Rubber plant (Ficus elastica)

Ficus elastica is one of the most foolproof of all indoor plants. Thick, glossy, and leathery with its dark green leaves this plant can reach ceiling height. It's also one of NASA's standard houseplants for improving indoor air quality.

Rubber plant tolerates less light than most other plants of its size, but is happiest in bright, reflected light. It needs average room temperature. Except in autumn and winter, apply a complete fertilizer regularly. Provide a standard indoor potting soil, keeping it moist (like a squeezed-out sponge), but not soggy. Mist during warm months and in winter if the indoor air is warm and dry. In winter, let the soil dry out slightly between watering. Do not over water because allowing water to collect in a saucer or cachepot commonly leads to leaf drop.

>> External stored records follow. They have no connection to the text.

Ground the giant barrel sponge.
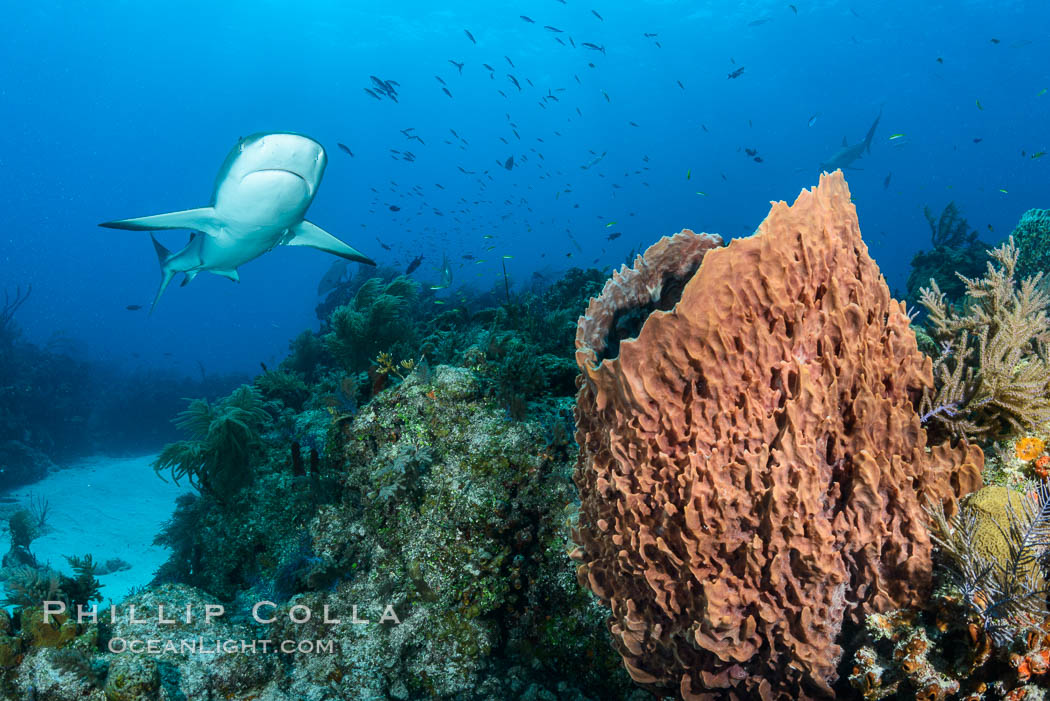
[573,172,984,700]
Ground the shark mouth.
[249,168,307,183]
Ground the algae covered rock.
[105,655,161,701]
[21,607,82,647]
[269,366,631,699]
[106,585,280,699]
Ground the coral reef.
[931,483,1050,646]
[849,483,1050,701]
[153,385,269,495]
[921,239,1050,440]
[574,173,983,699]
[905,201,991,307]
[139,360,636,699]
[324,276,419,373]
[1011,209,1050,277]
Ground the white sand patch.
[0,455,191,604]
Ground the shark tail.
[99,207,222,235]
[149,234,176,314]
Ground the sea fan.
[927,482,1050,646]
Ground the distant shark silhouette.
[820,109,882,172]
[99,132,376,313]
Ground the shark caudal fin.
[284,219,376,265]
[149,234,178,314]
[99,207,221,234]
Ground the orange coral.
[1013,436,1046,463]
[573,173,984,699]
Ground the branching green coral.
[920,239,1050,439]
[1012,209,1050,275]
[153,385,269,495]
[324,276,419,373]
[3,565,66,608]
[255,370,310,411]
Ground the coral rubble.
[573,173,983,699]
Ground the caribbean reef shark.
[820,109,882,172]
[99,132,376,312]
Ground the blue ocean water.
[0,0,1050,375]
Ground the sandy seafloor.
[0,454,191,604]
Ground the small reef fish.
[431,254,453,290]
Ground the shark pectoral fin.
[285,219,376,265]
[99,207,222,234]
[149,234,177,314]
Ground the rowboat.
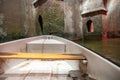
[0,35,120,80]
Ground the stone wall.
[104,0,120,38]
[0,0,36,39]
[64,0,82,37]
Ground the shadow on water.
[75,38,120,66]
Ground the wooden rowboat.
[0,35,120,80]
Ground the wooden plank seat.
[0,52,86,60]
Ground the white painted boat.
[0,35,120,80]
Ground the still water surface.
[75,38,120,66]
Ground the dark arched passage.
[38,15,43,34]
[87,20,94,32]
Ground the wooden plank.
[0,52,85,60]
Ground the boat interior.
[0,35,120,80]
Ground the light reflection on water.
[75,38,120,65]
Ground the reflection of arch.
[87,20,94,32]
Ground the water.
[75,38,120,66]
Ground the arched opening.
[38,15,43,34]
[103,0,107,8]
[87,20,94,32]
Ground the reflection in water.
[75,38,120,65]
[0,60,74,80]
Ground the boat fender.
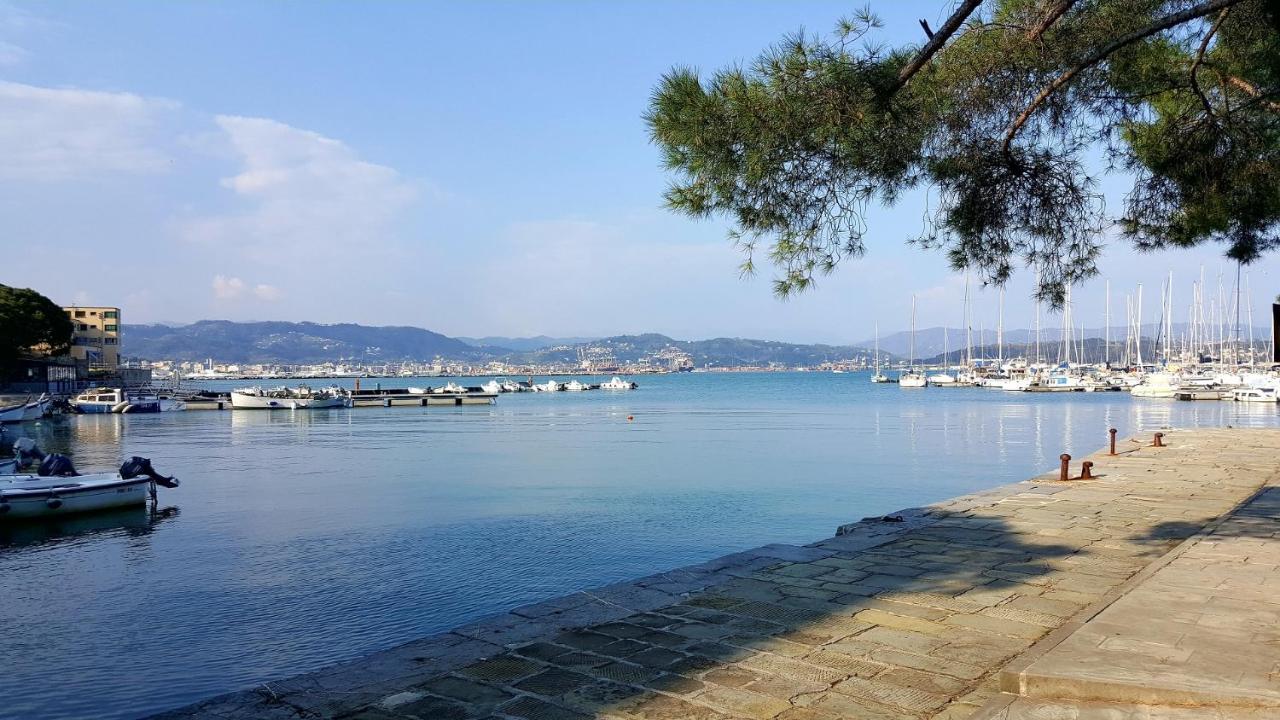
[36,452,79,478]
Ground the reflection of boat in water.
[232,386,348,410]
[0,506,179,547]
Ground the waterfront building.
[63,305,120,370]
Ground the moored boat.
[0,455,178,523]
[70,387,160,414]
[232,386,351,410]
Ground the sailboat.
[872,323,897,383]
[897,295,929,387]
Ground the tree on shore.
[0,284,76,373]
[645,0,1280,306]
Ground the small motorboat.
[1231,387,1280,405]
[0,445,178,523]
[72,387,160,414]
[232,386,351,410]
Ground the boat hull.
[0,474,151,523]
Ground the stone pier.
[149,429,1280,720]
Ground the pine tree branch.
[1027,0,1075,42]
[1001,0,1244,154]
[888,0,982,95]
[1190,8,1231,118]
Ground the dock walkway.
[156,429,1280,720]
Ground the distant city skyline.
[0,0,1264,345]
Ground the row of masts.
[876,265,1275,372]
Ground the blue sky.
[0,0,1276,342]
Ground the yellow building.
[63,305,120,370]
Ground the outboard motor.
[36,452,79,478]
[13,437,45,468]
[120,455,178,488]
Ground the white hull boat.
[0,455,178,515]
[897,373,929,387]
[232,388,348,410]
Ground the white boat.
[70,387,160,414]
[0,455,178,515]
[872,323,893,383]
[232,386,351,410]
[1129,373,1183,397]
[1231,387,1280,404]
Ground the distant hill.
[456,334,599,352]
[527,333,870,368]
[860,322,1271,359]
[120,320,483,363]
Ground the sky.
[0,0,1264,343]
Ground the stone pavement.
[987,466,1280,720]
[157,429,1280,720]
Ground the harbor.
[145,429,1280,720]
[0,373,1280,720]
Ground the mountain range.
[122,320,1270,366]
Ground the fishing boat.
[70,387,160,414]
[232,386,351,410]
[0,455,178,523]
[897,295,929,387]
[1231,387,1280,405]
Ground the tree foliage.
[646,0,1280,306]
[0,284,74,370]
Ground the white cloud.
[212,275,244,300]
[253,284,284,302]
[0,81,178,182]
[186,115,417,264]
[0,40,28,68]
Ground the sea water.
[0,373,1280,720]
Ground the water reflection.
[0,506,179,548]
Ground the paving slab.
[145,429,1280,720]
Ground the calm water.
[0,373,1280,719]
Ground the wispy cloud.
[186,115,417,263]
[0,81,178,182]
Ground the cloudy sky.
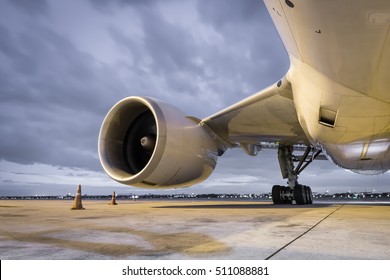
[0,0,390,195]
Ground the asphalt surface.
[0,200,390,260]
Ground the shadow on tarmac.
[153,203,334,209]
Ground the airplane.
[98,0,390,205]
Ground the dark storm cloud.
[8,0,49,16]
[0,13,123,169]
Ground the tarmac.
[0,200,390,260]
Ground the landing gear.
[272,145,321,205]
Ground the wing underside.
[202,75,309,150]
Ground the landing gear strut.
[272,145,321,205]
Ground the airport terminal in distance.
[0,193,390,260]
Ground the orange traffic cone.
[108,191,118,205]
[71,185,85,210]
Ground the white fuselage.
[265,0,390,173]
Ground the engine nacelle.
[98,97,218,188]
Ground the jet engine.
[98,96,218,188]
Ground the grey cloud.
[8,0,49,16]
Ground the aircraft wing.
[202,74,309,149]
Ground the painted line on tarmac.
[265,204,345,260]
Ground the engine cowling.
[98,96,218,188]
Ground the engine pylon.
[70,185,85,210]
[108,191,118,205]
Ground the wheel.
[294,185,306,205]
[272,185,282,204]
[281,187,292,204]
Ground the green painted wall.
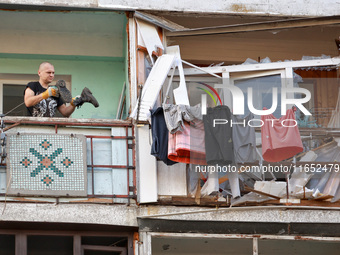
[0,58,126,119]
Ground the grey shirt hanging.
[231,113,256,163]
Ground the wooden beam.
[166,16,340,37]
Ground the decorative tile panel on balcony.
[6,134,87,196]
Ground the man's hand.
[41,87,59,99]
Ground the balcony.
[0,117,136,204]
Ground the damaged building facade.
[0,0,340,255]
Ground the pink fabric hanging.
[261,108,303,162]
[168,119,207,165]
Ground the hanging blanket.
[261,109,303,162]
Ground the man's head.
[38,62,54,86]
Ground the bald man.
[24,62,99,117]
[24,62,76,117]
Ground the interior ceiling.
[147,12,340,66]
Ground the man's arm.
[24,88,44,107]
[58,104,76,117]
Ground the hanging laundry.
[231,113,257,164]
[168,119,206,165]
[203,105,233,165]
[261,108,303,162]
[163,104,202,134]
[150,107,177,166]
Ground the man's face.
[38,64,54,84]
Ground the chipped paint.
[231,4,255,13]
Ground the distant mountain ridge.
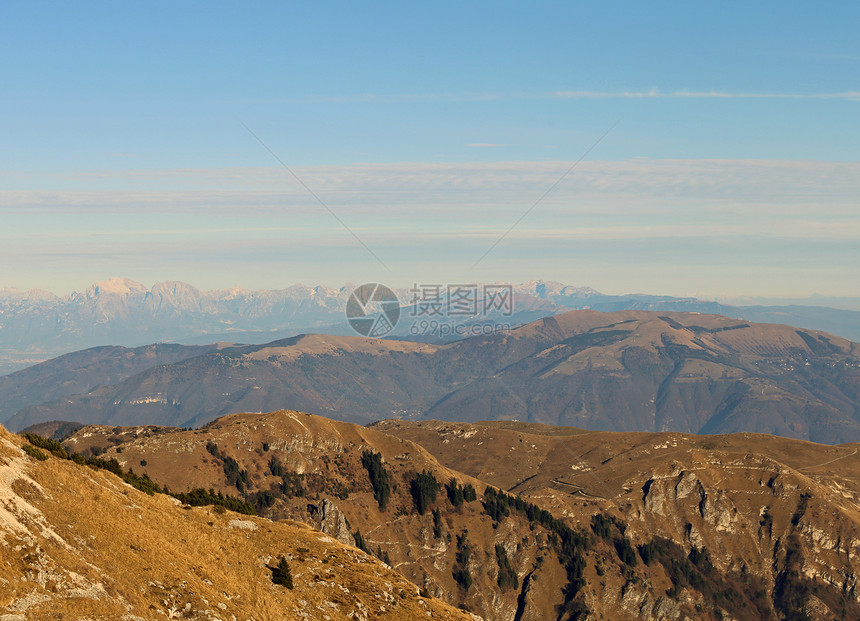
[6,310,860,443]
[0,278,860,374]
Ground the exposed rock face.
[0,427,474,621]
[11,310,860,443]
[308,498,355,546]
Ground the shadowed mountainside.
[0,418,471,621]
[57,412,860,621]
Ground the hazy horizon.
[0,2,860,299]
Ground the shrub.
[433,509,442,539]
[22,444,48,461]
[496,543,520,591]
[452,529,472,591]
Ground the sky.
[0,1,860,297]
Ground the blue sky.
[0,2,860,296]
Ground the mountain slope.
[9,311,860,443]
[0,343,218,423]
[58,412,860,621]
[0,278,860,374]
[0,428,470,621]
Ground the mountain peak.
[86,277,148,298]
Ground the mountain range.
[6,310,860,443]
[35,411,860,621]
[0,278,860,373]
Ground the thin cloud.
[549,88,860,101]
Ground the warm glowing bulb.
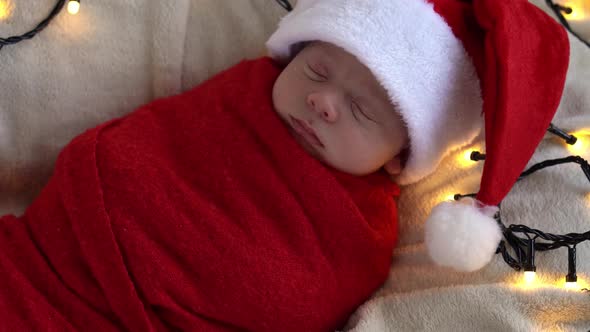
[561,0,590,21]
[457,146,478,168]
[524,271,537,284]
[0,0,12,20]
[68,0,80,15]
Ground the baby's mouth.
[289,115,324,148]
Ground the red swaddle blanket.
[0,58,399,331]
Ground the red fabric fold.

Rubber plant is generally pest-free.

 

Fiddle Leaf fig (Ficus lyrata)

Ficus lyrata is one of the most favourite plants with its huge dark green, fiddle-shaped leaves. Except in autumn and winter, apply a complete fertilizer regularly. Provide a standard indoor potting soil, keeping it moist but not soggy. Mist during warm months and in winter if the indoor air is warm and dry. In winter, let the soil dry out slightly between waterings; overwatering (or allowing water to collect in a saucer or cachepot) commonly leads to leaf drop. Ficus lyrata tolerates low light; it doesn’t require a large pot, but be sure to stabilize a large plant in a small pot so it won’t tip over. For health and best appearance, keep the leaves clean by wiping them with a damp cloth or give your plant an outdoor shower. Prune the top to make the plant bushy, and then root those stem tips - with a leaf attached - in water to propagate baby plants

 

Sansevieria

Snake plants are also known as mother in law’s tongue. It’s suggested that this nickname comes from the leave’s sharp point. Its striped color earned its name as a “snake” plant because it slightly resembles a snake’s skin. They are visibly tall plants and hardy enough to withstand the most forgetful plant parent. Snake plants can hold up their sturdy look even with a few weeks of neglect. Snake plants can tolerate a wide range of light conditions, but prefer indirect light. They easily rot, so it’s important to let their soil dry between waterings. Take a look at our snake plant care guide to learn more in-depth information about caring for your snake plant.

 

Peace Lily (Spathiphyllum plant)

If you want a plant that will do as well in low light as in direct sun, and will improve the air quality of your home then the Peace Lily is the perfect plant for you. With bright, bountiful foliage and beautiful white flowers, it makes a stunning plant for any room in your house or office. Spathiphyllum prefer partial shade over full sun, and can even flourish in rooms lit by artificial means only. It blooms throughout the year, and doesn’t require any special attention. It will start to get droopy when it needs water.